Sunday, April 10, 2011

rainy days in Ubud and life after yoga training

I'm writing from a small warung (cafe) and watching the rain pour down again.....

It's been raining hard here the last few days. So hard that the streets are flooding at times. I waited out the storm yesterday at my friend's cafe and then drove through the light rain and water up to my knees at times to get home. I was so happy to be in my warm dry house all evening. I made some delicious food, did some reading and went to sleep early. I have been enjoying cooking so much. Last night I made a dish of vegetables, tofu and noodles in a sauce of coconut oil, ginger, chili, tumeric, sesame seeds and dry coconut. It was oh so divine. I enjoyed each mouthful and was very thankful for it.

My friend Cady from California has been staying with me for a few days, but is now gone for a few days with a friend in the North of Bali. She will return to Ubud and stay for another week.

Yesterday I was talking to my friend Sari and he asked me how things are going at the house. He asked if I felt good there and how my dreams are. I told him that I have had nothing but good feelings and good dreams since being in the house in Laplapan. Last night I had a wonderful dream about my grandma Reba. She and I were never very close and she passed away several years ago. It was a nice dream where she told me she is happy about what I'm doing and that all is well. Sari said that when a relative comes in a dream like that, looking healthy and happy, it means they are about to be reborn into the body of a child born into our family. I'm wondering now if anyone in my family is about to announce a pregnancy :)

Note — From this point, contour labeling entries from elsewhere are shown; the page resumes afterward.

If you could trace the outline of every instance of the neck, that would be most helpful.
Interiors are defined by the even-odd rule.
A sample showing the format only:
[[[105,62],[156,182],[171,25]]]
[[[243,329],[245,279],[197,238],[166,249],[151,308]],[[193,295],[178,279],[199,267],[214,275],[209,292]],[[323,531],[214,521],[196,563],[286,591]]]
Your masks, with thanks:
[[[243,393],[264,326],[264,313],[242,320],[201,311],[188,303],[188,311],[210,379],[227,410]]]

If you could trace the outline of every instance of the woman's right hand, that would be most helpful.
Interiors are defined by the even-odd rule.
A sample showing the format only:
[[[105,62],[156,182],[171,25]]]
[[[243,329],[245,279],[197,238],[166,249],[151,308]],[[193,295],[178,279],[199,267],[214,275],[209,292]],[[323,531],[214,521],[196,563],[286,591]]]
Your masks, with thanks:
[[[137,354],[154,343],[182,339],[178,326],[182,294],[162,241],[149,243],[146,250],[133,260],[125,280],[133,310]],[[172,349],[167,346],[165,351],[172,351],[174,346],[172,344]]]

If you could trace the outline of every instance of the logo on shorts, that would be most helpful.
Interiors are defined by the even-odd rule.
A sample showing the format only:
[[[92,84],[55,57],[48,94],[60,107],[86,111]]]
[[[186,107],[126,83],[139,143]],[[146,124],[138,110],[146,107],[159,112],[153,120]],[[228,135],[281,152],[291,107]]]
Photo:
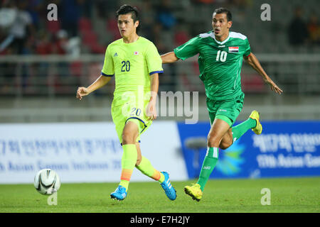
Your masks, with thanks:
[[[239,47],[229,47],[229,52],[239,52]]]

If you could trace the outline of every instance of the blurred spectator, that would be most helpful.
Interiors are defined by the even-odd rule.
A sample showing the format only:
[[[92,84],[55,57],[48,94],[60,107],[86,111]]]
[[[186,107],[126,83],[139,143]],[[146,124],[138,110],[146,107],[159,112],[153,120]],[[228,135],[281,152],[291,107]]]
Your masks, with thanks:
[[[80,0],[63,0],[59,6],[61,15],[61,27],[70,37],[77,36],[78,24],[81,16]]]
[[[176,19],[170,0],[161,0],[160,6],[157,7],[156,15],[157,21],[165,29],[169,30],[176,24]]]
[[[318,16],[315,13],[310,16],[306,27],[310,43],[311,44],[320,44],[320,25]]]
[[[302,18],[302,9],[299,6],[295,9],[294,16],[289,26],[288,38],[289,43],[295,46],[304,44],[308,38],[306,23]]]
[[[53,47],[53,52],[55,55],[65,55],[67,53],[68,33],[64,30],[57,33],[55,42]]]
[[[48,33],[44,31],[41,31],[36,44],[36,53],[38,55],[50,55],[52,52],[52,48]]]

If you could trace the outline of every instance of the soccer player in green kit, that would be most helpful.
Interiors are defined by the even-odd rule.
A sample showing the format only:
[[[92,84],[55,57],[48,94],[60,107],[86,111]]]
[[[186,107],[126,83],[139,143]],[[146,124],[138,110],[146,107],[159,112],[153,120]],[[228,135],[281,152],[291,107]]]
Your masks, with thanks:
[[[257,111],[253,111],[247,121],[233,126],[242,109],[245,97],[240,79],[243,58],[272,91],[279,94],[282,93],[251,52],[247,37],[229,31],[232,16],[228,9],[219,8],[214,11],[212,26],[213,31],[200,34],[174,52],[161,55],[163,63],[171,63],[199,54],[200,79],[205,85],[211,128],[199,179],[196,184],[184,187],[185,192],[198,201],[202,198],[206,184],[217,163],[219,148],[223,150],[229,148],[249,129],[257,135],[262,131]]]
[[[156,118],[156,100],[159,74],[163,72],[160,55],[154,45],[139,36],[138,11],[123,5],[117,11],[117,23],[122,38],[107,48],[101,75],[87,88],[79,87],[77,98],[105,86],[115,77],[115,89],[112,116],[119,140],[122,145],[120,183],[110,194],[119,201],[127,197],[129,182],[136,167],[145,175],[159,181],[171,200],[176,198],[169,174],[155,170],[150,161],[142,155],[140,135]]]

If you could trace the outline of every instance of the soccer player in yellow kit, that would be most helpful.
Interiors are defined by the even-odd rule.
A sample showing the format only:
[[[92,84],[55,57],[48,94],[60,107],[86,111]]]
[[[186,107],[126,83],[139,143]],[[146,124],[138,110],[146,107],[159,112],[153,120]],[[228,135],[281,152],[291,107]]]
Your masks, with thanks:
[[[155,45],[139,36],[139,13],[135,7],[123,5],[117,11],[118,28],[122,38],[110,44],[105,52],[101,75],[87,88],[79,87],[77,98],[88,95],[105,86],[114,75],[115,89],[112,116],[123,148],[120,183],[111,198],[126,198],[133,170],[157,180],[171,200],[176,198],[169,174],[155,170],[142,155],[140,135],[156,118],[156,99],[159,74],[162,62]]]

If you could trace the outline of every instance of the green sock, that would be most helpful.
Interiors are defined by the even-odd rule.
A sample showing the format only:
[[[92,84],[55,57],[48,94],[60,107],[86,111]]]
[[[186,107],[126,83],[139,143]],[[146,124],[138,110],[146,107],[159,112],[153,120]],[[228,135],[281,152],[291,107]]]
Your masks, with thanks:
[[[142,156],[140,164],[136,167],[146,176],[159,181],[160,183],[162,183],[164,180],[164,175],[154,169],[150,161],[144,156]]]
[[[250,128],[257,126],[257,121],[252,118],[248,118],[247,121],[233,127],[233,142],[240,138]]]
[[[122,172],[120,183],[119,185],[123,186],[128,190],[129,182],[131,175],[136,165],[138,153],[135,144],[125,144],[122,145],[123,154],[121,159]]]
[[[200,184],[200,189],[203,192],[206,184],[211,175],[212,171],[217,164],[219,156],[218,148],[208,148],[203,163],[202,164],[201,172],[197,184]]]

He told me that when the current owner first bought the house, no one had lived in it for over 2 years. Sari spent the night there before any work had begun and he says that a beautiful woman dressed all in white came to him while he slept and told him she was sad that no one had been living there and no one had been making offerings to the gods. From that day on, he makes sure that offerings are made on a daily basis by his wife and by another woman in the neighborhood. Every day there are little offering baskets placed around the inside and outside of the home. They contain flowers, candies, rice and incense. They are so beautiful and it makes me feel comfortable and happy when I see them.

It has been one week since I completed my yoga training course. I have been trying to adjust and find my feet again in the "real" world outside of my little group that I spent so much time with in the last month. And I find that it's not easy. You would think that I would be in a state of bliss, filled with patience, gratitude and compassion. I feel that way when I do my morning practice for sure, but when I leave the house, I feel very impatient with other people. I am surprised by this, but I guess it's normal. I have been in an isolated world with like minded people all on the same journey for a month. Other people are in their worlds, doing their thing and it doesn't necessarily mesh with mine at the moment. I am still very much processing all the deep work I've done and it feels important to just stay with it, write a lot and let all the feelings come as they will. 

1 comment:

  1. Hello My dear, What you are feeling right now is quite common and very normal. One always has a downner after an intense process/programme. Just be aware of it and be in the moment. I love to read your blogs, they are so real I mean as if one is there experiencing it with you!!. Take care and be kind to yourself.. downunder!!!!